The euro-dollar pair once again tried to settle in the area of the 4th figure. However, this attempt failed again: as soon as the EUR/USD bears cross the 1.0500 support level, the downward momentum begins to fade away. The bulls seized the initiative, as they return the pair to its previous positions, by the middle of the 5th price level. However, the upward momentum is also fading here: traders do not dare to go higher ahead of the release of data on the growth of US inflation (the key macroeconomic report of the week will be published on Wednesday).
It can be stated that the pair is stuck in a wide-range flat, the lower limit of which is at 1.0450, and the upper one is at the borders of the 6th figure. Over the past week, bulls and bears have been "pulling the blanket over themselves", but neither side has been successful.
On the one hand, such a positional struggle allows you to open short positions at the upper border of the price range, and, accordingly, long positions at the bottom point. Looking back at the price dynamics of the last week, we can conclude that the pair is steadily rebounding from the boundaries, demonstrating a wave-like movement. But, on the other hand, this uncomplicated tactic is very risky, since sooner or later traders will leave the formed range and head either to the bottom of the 4th figure, or settle above 1.0600 with subsequent growth to the target of 1.0700.
In my opinion, traders will determine the vector of price movement literally the day after tomorrow, when the report on the growth of the consumer price index in the US is published. Given the recent messages voiced by Federal Reserve Chairman Jerome Powell, the importance of this release can hardly be overestimated.
The fact is that the Fed, despite all its hawkishness, has not yet decided on the pace of tightening monetary policy. Obviously, the central bank will raise interest rates at each meeting at least until the end of this year. But how much is an open question. The Open Market Committee has different thoughts on this matter.
James Bullard, for example, on the eve of the May meeting, offered to "cut off the shoulder" and raise the rate immediately by 75 points. The rest of his colleagues did not support him, but they did not categorically deny this scenario in the future either. In particular, Powell said that "this issue is not actively discussed by the members of the Committee." A fairly vague comment that allows one to interpret the Fed's position quite freely.
And yet, most representatives of the Fed are inclined to believe that in the future the central bank will use a 50-point or 25-point step. The degree of "aggressiveness" will determine inflation, which, according to Powell, will soon reach (or has already reached) its peak. In particular, the head of the Fed pointed to the core PCE index - this inflationary indicator interrupted its multi-month growth and retreated from its peak value in April (but remained at the level of multi-year highs). According to preliminary forecasts, the consumer price index will show a similar trend. The overall CPI in annual terms should come out at around 8.1%, while the March result was at the level of 8.5%. On the one hand, an 8% increase in inflation will in any case serve as a pretext for a 50-point rate hike in June. On the other hand, the first signs of a slowdown in the CPI will suggest that further steps by the regulator will not be so aggressive.
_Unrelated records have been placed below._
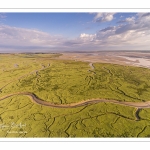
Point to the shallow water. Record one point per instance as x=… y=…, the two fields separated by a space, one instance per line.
x=141 y=61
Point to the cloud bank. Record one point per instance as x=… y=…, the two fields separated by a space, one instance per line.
x=132 y=33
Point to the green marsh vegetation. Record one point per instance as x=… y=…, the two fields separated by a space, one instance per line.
x=68 y=81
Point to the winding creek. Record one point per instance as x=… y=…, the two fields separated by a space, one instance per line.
x=34 y=98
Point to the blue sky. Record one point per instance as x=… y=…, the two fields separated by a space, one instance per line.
x=74 y=31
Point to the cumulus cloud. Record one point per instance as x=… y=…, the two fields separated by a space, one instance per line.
x=2 y=16
x=134 y=33
x=104 y=17
x=20 y=37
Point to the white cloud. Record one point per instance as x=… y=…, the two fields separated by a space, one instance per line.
x=104 y=17
x=22 y=37
x=2 y=16
x=134 y=34
x=87 y=37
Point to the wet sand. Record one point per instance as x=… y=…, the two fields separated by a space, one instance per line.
x=140 y=59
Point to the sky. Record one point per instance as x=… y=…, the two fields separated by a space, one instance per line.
x=53 y=32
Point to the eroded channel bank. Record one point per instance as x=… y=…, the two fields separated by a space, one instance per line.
x=37 y=100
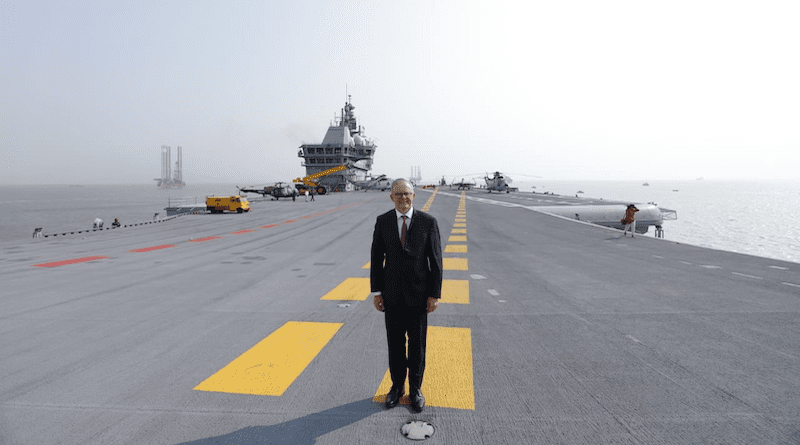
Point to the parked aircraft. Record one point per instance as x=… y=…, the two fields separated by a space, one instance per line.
x=381 y=182
x=497 y=182
x=276 y=191
x=463 y=184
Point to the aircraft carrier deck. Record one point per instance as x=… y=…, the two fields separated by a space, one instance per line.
x=255 y=329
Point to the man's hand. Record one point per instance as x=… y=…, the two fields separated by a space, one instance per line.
x=433 y=303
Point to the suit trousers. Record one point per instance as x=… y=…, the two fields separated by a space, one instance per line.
x=400 y=322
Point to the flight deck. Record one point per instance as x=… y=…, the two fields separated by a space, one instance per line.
x=257 y=328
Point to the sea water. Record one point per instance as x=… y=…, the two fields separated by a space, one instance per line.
x=756 y=218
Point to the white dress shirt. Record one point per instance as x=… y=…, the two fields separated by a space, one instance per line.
x=400 y=220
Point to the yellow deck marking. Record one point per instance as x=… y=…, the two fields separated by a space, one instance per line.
x=349 y=289
x=455 y=292
x=455 y=264
x=270 y=367
x=448 y=381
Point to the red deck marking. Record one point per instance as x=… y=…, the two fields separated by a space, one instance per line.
x=200 y=240
x=76 y=260
x=148 y=249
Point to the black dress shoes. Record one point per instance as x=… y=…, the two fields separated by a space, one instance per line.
x=417 y=400
x=393 y=397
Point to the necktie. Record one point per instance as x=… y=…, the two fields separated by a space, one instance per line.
x=403 y=233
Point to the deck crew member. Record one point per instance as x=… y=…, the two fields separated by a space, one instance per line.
x=406 y=284
x=629 y=220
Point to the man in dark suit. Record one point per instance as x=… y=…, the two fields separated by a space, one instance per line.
x=406 y=281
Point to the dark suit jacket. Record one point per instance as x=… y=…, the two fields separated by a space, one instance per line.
x=411 y=275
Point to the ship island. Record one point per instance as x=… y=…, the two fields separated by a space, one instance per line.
x=344 y=144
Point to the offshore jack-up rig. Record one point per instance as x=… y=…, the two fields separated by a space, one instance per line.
x=170 y=179
x=344 y=144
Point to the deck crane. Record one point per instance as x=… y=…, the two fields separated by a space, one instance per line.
x=309 y=183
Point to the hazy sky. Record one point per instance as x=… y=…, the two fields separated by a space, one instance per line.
x=89 y=91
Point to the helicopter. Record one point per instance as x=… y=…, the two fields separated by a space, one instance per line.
x=497 y=182
x=276 y=191
x=381 y=183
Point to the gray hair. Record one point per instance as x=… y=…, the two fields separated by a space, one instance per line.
x=399 y=180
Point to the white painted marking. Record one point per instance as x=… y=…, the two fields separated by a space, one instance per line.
x=747 y=276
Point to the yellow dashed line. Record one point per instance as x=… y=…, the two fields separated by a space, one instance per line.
x=428 y=204
x=272 y=365
x=455 y=264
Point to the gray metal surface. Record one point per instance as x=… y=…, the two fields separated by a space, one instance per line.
x=579 y=336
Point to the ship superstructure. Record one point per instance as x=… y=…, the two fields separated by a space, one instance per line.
x=344 y=144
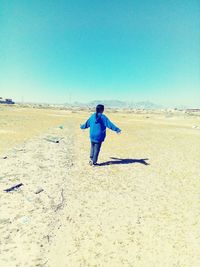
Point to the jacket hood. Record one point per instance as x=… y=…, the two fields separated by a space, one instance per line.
x=98 y=117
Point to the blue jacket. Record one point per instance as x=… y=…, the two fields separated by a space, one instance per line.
x=98 y=127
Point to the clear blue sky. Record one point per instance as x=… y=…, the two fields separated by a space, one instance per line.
x=126 y=50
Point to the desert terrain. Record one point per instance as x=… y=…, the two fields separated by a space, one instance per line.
x=138 y=208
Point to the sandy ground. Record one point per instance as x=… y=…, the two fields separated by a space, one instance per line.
x=139 y=208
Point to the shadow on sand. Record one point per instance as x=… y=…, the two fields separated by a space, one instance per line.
x=124 y=161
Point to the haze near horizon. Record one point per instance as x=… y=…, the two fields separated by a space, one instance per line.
x=85 y=50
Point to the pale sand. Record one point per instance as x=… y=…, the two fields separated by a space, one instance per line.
x=112 y=215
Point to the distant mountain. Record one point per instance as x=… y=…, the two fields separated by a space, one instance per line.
x=118 y=104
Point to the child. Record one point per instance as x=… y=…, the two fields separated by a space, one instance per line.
x=98 y=123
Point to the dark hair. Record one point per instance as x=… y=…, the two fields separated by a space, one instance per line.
x=99 y=109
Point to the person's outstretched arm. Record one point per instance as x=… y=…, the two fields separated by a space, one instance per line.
x=111 y=126
x=85 y=125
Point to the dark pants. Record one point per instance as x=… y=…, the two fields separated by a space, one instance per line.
x=94 y=152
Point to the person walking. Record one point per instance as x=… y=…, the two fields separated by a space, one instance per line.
x=98 y=123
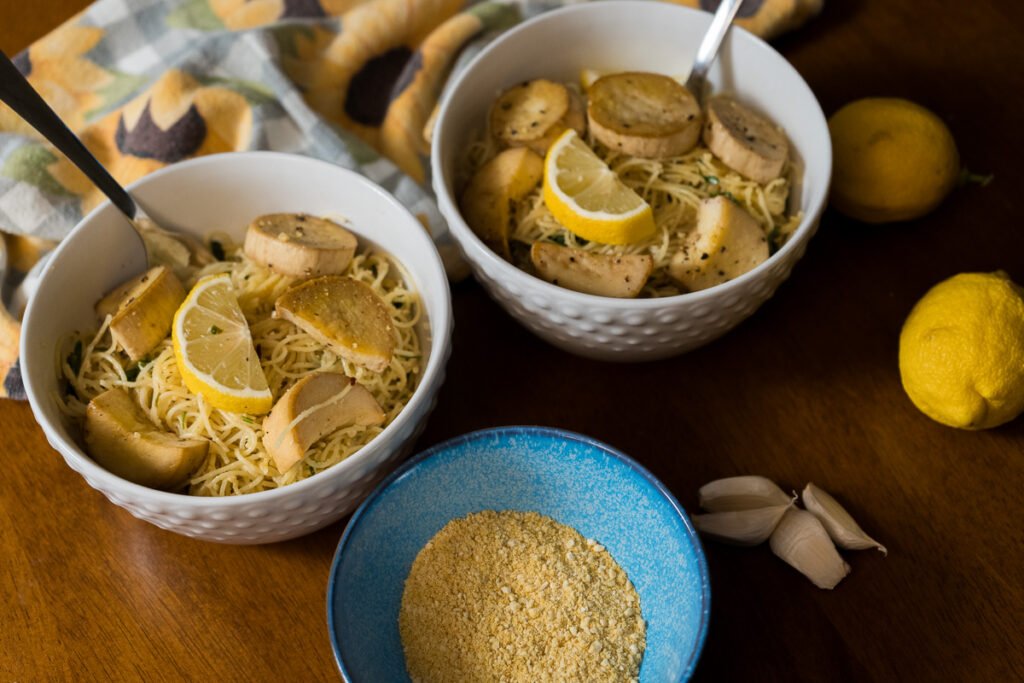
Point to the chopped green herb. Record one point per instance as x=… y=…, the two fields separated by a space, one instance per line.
x=132 y=373
x=75 y=357
x=217 y=250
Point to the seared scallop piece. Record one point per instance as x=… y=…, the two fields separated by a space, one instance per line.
x=299 y=246
x=727 y=242
x=143 y=309
x=621 y=275
x=315 y=406
x=744 y=140
x=643 y=115
x=535 y=114
x=345 y=314
x=123 y=439
x=499 y=183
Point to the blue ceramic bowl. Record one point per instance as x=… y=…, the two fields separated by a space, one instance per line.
x=577 y=480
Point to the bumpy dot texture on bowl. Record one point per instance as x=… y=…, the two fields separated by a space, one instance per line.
x=611 y=333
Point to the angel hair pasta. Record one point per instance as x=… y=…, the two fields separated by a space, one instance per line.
x=237 y=461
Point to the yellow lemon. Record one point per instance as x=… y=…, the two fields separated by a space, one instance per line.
x=893 y=160
x=962 y=351
x=588 y=198
x=214 y=349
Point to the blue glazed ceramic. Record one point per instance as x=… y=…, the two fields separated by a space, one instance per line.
x=576 y=480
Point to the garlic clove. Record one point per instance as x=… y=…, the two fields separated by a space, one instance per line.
x=745 y=493
x=841 y=526
x=741 y=527
x=802 y=542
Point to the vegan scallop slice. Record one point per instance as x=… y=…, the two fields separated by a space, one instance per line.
x=643 y=115
x=142 y=310
x=535 y=114
x=123 y=439
x=621 y=275
x=726 y=243
x=345 y=314
x=506 y=178
x=299 y=246
x=316 y=406
x=744 y=140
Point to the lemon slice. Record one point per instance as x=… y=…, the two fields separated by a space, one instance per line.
x=214 y=349
x=588 y=198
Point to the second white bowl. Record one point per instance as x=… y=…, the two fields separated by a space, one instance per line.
x=624 y=35
x=223 y=193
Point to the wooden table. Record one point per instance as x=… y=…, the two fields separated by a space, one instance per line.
x=807 y=389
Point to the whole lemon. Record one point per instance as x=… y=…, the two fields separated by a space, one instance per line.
x=962 y=351
x=893 y=160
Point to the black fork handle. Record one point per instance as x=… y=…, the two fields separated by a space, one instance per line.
x=16 y=92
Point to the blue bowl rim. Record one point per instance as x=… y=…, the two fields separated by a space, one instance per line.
x=565 y=434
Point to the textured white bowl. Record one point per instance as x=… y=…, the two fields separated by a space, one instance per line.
x=610 y=36
x=224 y=193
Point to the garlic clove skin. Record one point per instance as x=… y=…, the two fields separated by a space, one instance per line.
x=744 y=493
x=841 y=526
x=741 y=527
x=802 y=542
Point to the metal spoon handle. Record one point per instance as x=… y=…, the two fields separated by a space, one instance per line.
x=19 y=95
x=708 y=49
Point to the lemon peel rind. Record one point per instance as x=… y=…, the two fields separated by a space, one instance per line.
x=249 y=400
x=635 y=225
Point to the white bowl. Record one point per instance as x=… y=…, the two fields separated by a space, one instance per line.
x=224 y=193
x=611 y=36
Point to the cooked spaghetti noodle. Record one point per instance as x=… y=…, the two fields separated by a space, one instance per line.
x=673 y=186
x=237 y=461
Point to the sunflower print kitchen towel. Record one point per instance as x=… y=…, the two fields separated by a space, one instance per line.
x=147 y=83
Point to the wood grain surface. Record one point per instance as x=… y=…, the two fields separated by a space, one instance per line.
x=807 y=389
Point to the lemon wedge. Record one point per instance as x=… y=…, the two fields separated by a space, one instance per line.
x=214 y=349
x=588 y=198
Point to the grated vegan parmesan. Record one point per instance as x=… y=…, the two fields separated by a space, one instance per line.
x=507 y=597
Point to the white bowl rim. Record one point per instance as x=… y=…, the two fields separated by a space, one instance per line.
x=440 y=333
x=463 y=230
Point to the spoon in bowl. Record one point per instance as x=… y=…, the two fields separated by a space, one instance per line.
x=17 y=93
x=710 y=44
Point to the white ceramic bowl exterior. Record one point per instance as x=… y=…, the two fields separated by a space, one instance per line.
x=631 y=35
x=224 y=193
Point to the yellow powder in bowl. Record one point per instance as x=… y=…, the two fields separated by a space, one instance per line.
x=515 y=596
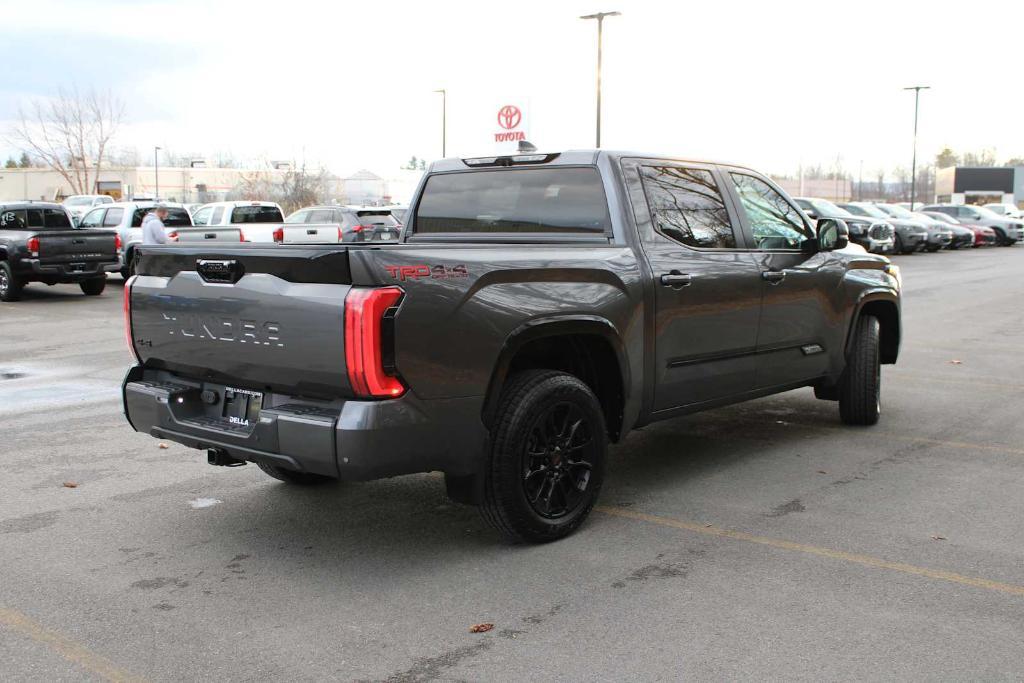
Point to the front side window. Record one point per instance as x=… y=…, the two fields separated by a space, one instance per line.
x=687 y=207
x=114 y=216
x=520 y=201
x=774 y=222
Thus, the April inflation will de facto tip the scales in one direction or another. If the report surprises traders with a "green color", the dollar bulls will organize another rally. Otherwise, the greenback will sink across the market, allowing EUR/USD bulls to settle above 1.0600.
Given the current intrigue, before the release of the key report of the week, it is advisable to take a wait-and-see position on the EUR/USD pair. Or choose a more risky option for yourself - "selling from above, buying from below" within the price range of 1.0450-1.0600.
Notably, traders virtually ignored the hawkish comments of ECB Governing Board member Olli Rehn, who advocated a rate hike at the July meeting. Earlier, a similar idea was also voiced by the head of the Bank of Latvia, Martins Kazaks. However, the European Central Bank is by no means monolithic on this issue - for example, other members of the ECB who spoke over the past week (Fabio Panetta, Luis De Guindos, Philippe Lane) showed hesitation, urging them not to rush to take appropriate decisions.
All this suggests that the euro is not able to turn the tide on the pair on its own: a corrective rollback is possible only if the US currency weakens, which, in turn, will react to inflationary trends.